Caha (2019; 2020) employs backtracking to develop a size theory of declension classes: A declension class is determined by the size of the root, and the consequences for anchoring affixes and the point at which affixes need to start backtracking. This is a highly attractive theoretical development, for a variety of reasons. In featural theories of declension class, the theoretical status of the features generally remains unclear – there is no reason to suspect that declension class represents syntactically active features (for instance, gender may be the target of agreement/concord processes, but declension class is not). Yet, a featural conception in a late insertion model requires post-syntactic reference to them, i.e., they seem to violate the inclusiveness condition (Chomsky 1995). In contrast, the size theory does not have declension class features, and models declension class purely in terms of the cyclicity of exponence targeting feature sets (trees) of varying sizes.

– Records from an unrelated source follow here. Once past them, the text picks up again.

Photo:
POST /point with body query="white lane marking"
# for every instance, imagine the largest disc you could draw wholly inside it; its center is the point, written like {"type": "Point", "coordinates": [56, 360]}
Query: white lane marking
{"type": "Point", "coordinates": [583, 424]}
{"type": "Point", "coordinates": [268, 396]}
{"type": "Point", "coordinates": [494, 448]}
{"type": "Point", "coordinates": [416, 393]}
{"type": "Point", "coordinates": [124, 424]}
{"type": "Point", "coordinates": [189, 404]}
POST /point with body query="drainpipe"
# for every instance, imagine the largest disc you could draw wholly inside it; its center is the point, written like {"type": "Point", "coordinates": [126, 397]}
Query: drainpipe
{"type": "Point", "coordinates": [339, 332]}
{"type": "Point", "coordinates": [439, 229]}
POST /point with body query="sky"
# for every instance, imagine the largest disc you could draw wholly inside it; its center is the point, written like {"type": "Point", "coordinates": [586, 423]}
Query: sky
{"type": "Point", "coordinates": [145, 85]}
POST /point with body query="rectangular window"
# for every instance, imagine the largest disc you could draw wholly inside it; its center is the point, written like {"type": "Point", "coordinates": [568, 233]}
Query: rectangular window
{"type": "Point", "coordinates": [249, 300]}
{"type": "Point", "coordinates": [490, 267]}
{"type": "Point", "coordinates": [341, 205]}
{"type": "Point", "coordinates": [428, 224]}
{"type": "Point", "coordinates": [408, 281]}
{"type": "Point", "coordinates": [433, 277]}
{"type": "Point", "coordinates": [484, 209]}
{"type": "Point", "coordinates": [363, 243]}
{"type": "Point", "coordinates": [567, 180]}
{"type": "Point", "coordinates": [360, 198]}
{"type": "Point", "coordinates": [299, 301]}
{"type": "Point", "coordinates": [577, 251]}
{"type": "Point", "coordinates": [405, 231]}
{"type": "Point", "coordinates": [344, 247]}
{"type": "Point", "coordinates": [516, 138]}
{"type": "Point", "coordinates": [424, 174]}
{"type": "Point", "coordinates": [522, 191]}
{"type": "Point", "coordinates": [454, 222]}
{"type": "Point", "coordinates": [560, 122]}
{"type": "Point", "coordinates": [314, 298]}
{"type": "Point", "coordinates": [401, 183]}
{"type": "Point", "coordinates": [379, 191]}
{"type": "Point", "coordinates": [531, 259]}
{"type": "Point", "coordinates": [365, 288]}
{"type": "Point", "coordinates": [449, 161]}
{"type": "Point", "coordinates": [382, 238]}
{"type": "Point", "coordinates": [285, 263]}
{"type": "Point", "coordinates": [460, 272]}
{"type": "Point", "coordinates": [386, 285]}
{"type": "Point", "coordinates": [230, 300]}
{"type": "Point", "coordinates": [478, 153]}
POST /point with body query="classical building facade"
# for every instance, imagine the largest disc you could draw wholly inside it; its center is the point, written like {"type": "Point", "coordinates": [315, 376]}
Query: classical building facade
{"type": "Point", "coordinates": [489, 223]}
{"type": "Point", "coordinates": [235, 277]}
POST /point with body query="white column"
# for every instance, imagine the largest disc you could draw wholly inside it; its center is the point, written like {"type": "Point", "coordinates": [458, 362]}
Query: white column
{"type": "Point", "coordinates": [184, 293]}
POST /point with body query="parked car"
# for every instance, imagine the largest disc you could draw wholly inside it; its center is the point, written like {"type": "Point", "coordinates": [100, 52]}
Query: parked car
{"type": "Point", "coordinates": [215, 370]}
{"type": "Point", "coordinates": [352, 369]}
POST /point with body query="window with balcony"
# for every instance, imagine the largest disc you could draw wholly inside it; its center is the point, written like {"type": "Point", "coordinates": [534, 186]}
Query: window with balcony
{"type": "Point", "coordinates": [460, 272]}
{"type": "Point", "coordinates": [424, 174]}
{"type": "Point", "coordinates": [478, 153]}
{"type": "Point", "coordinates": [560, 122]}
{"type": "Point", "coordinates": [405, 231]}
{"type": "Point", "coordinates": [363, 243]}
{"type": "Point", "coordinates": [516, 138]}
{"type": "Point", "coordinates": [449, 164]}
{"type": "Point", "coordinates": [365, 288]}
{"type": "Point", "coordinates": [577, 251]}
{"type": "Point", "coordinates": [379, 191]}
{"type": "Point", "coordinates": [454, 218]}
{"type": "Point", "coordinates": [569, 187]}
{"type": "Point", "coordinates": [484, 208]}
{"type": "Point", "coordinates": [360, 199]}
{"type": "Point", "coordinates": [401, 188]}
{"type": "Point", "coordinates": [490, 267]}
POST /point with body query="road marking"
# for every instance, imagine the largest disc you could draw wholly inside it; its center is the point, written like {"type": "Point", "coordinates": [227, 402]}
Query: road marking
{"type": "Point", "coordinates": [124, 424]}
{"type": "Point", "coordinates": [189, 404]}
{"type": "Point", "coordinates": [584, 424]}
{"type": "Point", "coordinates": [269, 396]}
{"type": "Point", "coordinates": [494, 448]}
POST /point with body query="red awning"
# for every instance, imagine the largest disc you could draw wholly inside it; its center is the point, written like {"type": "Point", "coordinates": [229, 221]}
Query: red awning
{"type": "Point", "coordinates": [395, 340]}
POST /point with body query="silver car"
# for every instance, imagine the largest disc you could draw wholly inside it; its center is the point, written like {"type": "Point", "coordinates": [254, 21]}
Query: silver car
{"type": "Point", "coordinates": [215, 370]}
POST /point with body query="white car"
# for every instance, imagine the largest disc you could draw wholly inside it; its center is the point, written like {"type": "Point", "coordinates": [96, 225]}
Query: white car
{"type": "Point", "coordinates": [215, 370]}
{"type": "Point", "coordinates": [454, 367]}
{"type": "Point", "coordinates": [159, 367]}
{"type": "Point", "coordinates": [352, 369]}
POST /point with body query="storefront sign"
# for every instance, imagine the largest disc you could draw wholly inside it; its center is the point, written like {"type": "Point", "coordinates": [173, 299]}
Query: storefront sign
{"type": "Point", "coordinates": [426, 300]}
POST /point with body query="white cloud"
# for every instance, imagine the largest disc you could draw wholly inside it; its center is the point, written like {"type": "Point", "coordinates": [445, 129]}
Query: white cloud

A simplified example of Caha’s theory is provided in Table 7 (I refer the reader to Caha’s work for the actual details; the overview here is meant to lay out the spirit of the proposal). Both zavód ‘factory’ and mést-o ‘place’ share an identical f-seq, but the former lexicalizes are larger part of this structure, reaching all the way up to F2, while the latter lexicalizes only #P. This leads to mést-o ‘place’ having affixes that are anchored at the F1 node in the nominative (F1P) and accusative (F2P), while zavód ‘factory’ is able to spell these out as part of the root. However, for both items, subsequent affixes must be anchored at the F1 level, i.e., the derivation of zavód-a (gen) involves backtracking.

Table 7

Simplified lexicalization tables for Russian zavód ‘factory’ and mést-o ‘place’.

xNP # F1 F2 F3 F4 F5 F6
nom zavód
acc zavód
gen zavód a
loc zavód e
dat zavód u
ins zavód om
xNP # F1 F2 F3 F4 F5 F6
nom mést o
acc mést o
gen mést a
loc mést e
dat mést u
ins mést om

I believe, however, that the featureless conception of declension class can not only be derived without backtracking, but that such a theory may in fact improve upon the size theory of declension class.9 Consider first how we can replicate the basic aspect of these lexicalization tables, as in (15). As in the previous discussion, this branching conception of zavód can spell out nominative and accusative (hence the absence of dedicated surface morphemes vis-a-vis the -o in mést-o). The fact that it is a branching vocabulary item with a pointer, however, allows for partial overwrite, i.e., it is compatible with the lexicalization tables introduced above without any need for backtracking.

    1. (15)
    1. An alternative without backtracking
    1.  
    1. a.
    1.  
    1. b.

By employing branching vocabulary items to model declension classes, we can explore the possibility of a configurational theory of declension class: If vocabulary items fall into declension classes, they vary by size (and possibly f-seq, in case they have different gender, but I leave this aside for now), as in the size theory. However, they may additionally vary in the point at which the f-seq is split into a left and a right branch (and if it is split at all). There is data that suggests that such an approach is necessary, even for a theory that does adopt backtracking. Consider for instance the two strong feminine consonantal inflection classes from Icelandic in Table 8 (Müller 2005: 232), or the Greek declension classes VII and VIII in Table 9 (Alexiadou & Müller 2008: 120).

Table 8

Strong feminine consonantal declension classes (Icelandic).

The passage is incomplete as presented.